Italian catholic bishop

Franco Maria Giuseppe Agnesi (Milan, 4 December 1950) is an Italian Catholic bishop, Auxiliary Bishop of Milan since 24 May 2014.

== Biography ==
He was born in Milan on 4 December 1950. He grew up in Legnano, in the parish of San Domenico.

=== Priestly formation and ministry ===
He completed his studies in the Archbishop's Seminary of Milan.

On 8 June 1974 he was ordained a priest in the cathedral of Milan by Cardinal Giovanni Colombo.

After ordination he was appointed vice-rector of the theological seminary of Saronno, a position he held until 1980, when he became diocesan assistant of the youth sector of Azione Cattolica. Since 1989 he has been the general diocesan assistant of the same lay association and head of the diocesan youth pastoral office.

In 1995 he was appointed by Cardinal Carlo Maria Martini as pro-vicar general of the archdiocese and moderator curiæ of the archbishopric Curia of Milan.

On 15 July of the same year he received the honorary title of prelate of honor of His Holiness from Pope John Paul II. From 1994 to 1995 he was also director of the Milanese Oratori Foundation (FOM), of which he became president in 1995, a position he held until 2002.

From 1995 to 2003 he also covered the significant role of president of Caritas Ambrosiana. In 2003 he became parish priest of San Giovanni Battista in Cesano Boscone and in 2005 he assumed the position of dean of the deanery of Cesano Boscone.

In 2008 he was appointed provost of San Giovanni Battista in Busto Arsizio and in 2009 he became dean of the deanery of Busto Arsizio.

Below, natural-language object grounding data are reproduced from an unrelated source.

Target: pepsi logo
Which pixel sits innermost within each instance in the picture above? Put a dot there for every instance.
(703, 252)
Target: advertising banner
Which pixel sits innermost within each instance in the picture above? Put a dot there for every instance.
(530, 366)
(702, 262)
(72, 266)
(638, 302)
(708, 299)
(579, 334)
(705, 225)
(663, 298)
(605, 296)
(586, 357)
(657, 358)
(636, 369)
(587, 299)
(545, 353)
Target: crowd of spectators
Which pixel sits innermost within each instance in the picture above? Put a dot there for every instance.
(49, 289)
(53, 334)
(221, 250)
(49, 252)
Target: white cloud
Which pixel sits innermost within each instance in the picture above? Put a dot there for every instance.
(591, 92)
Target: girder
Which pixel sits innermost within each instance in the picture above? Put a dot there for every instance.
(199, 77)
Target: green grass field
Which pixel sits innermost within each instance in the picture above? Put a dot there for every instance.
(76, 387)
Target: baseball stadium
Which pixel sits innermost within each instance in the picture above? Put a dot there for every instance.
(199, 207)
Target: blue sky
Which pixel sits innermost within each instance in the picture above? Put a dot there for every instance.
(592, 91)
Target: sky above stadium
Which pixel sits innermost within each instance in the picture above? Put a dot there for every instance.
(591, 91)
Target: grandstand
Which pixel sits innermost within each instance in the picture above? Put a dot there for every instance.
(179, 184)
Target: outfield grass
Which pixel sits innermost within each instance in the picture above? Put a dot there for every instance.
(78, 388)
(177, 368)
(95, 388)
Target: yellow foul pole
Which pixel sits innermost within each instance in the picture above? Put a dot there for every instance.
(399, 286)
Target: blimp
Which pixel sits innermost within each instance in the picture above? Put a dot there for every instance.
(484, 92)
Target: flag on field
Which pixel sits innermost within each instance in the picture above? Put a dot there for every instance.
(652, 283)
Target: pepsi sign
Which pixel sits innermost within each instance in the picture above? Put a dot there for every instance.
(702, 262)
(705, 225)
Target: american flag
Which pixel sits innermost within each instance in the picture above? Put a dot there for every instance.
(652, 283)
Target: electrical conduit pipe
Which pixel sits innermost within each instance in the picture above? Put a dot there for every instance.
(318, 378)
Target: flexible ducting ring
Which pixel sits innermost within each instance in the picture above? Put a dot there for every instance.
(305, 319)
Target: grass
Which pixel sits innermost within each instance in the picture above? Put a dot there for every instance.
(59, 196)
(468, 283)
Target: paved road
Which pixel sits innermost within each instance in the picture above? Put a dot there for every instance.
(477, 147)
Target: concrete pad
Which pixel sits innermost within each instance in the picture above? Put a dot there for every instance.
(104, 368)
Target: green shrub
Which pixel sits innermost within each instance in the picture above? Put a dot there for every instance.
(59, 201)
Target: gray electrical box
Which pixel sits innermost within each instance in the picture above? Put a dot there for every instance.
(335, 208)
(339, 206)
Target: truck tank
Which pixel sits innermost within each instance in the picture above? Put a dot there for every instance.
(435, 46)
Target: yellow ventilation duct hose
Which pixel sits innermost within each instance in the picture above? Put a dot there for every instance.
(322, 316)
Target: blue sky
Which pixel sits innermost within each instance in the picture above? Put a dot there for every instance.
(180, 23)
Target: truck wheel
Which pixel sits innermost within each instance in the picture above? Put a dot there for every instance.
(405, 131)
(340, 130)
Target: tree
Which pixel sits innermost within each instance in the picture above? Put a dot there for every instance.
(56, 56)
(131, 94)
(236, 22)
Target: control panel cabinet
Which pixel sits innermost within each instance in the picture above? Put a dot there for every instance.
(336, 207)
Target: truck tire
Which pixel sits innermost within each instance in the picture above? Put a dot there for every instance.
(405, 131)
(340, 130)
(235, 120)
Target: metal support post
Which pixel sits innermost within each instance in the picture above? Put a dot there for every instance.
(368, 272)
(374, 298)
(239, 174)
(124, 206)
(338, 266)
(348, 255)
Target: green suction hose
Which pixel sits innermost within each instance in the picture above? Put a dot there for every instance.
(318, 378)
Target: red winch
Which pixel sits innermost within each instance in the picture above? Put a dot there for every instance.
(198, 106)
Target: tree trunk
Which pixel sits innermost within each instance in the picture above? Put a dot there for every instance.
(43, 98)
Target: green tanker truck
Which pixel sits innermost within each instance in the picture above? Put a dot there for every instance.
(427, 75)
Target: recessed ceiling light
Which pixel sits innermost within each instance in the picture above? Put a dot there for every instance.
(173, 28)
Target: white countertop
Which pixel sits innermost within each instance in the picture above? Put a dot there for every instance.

On 5 April 2012, during the Chrism Mass, Cardinal Angelo Scola announced his appointment as episcopal vicar for the pastoral area II of Varese, the largest in the entire diocese: the appointment became effective on the following 29 June.

=== Episcopal ministry ===
On 24 May 2014 Pope Francis appointed him auxiliary bishop of Milan and titular bishop of Dusa. The following 28 June, he received episcopal ordination in the cathedral of Milan with the bishops Pierantonio Tremolada and Paolo Martinelli, from cardinal Angelo Scola, co-consecrating cardinal Dionigi Tettamanzi and bishop Mario Delpini (later archbishop).

In the afternoon of the same day he presided over his first mass as bishop in the sanctuary of the Sacro Monte di Varese. He is also the first original bishop of the city of Legnano.

He holds the position of delegate of the Lombard Episcopal Conference for the pastoral care of migrants and is a member of the Episcopal Commission for migration within the Italian Episcopal Conference.

On 29 March 2018, during the Chrism Mass, Archbishop Mario Delpini announced his appointment as vicar general of the archdiocese, effective from the following 29 June; he succeeds the same mons. Delpini.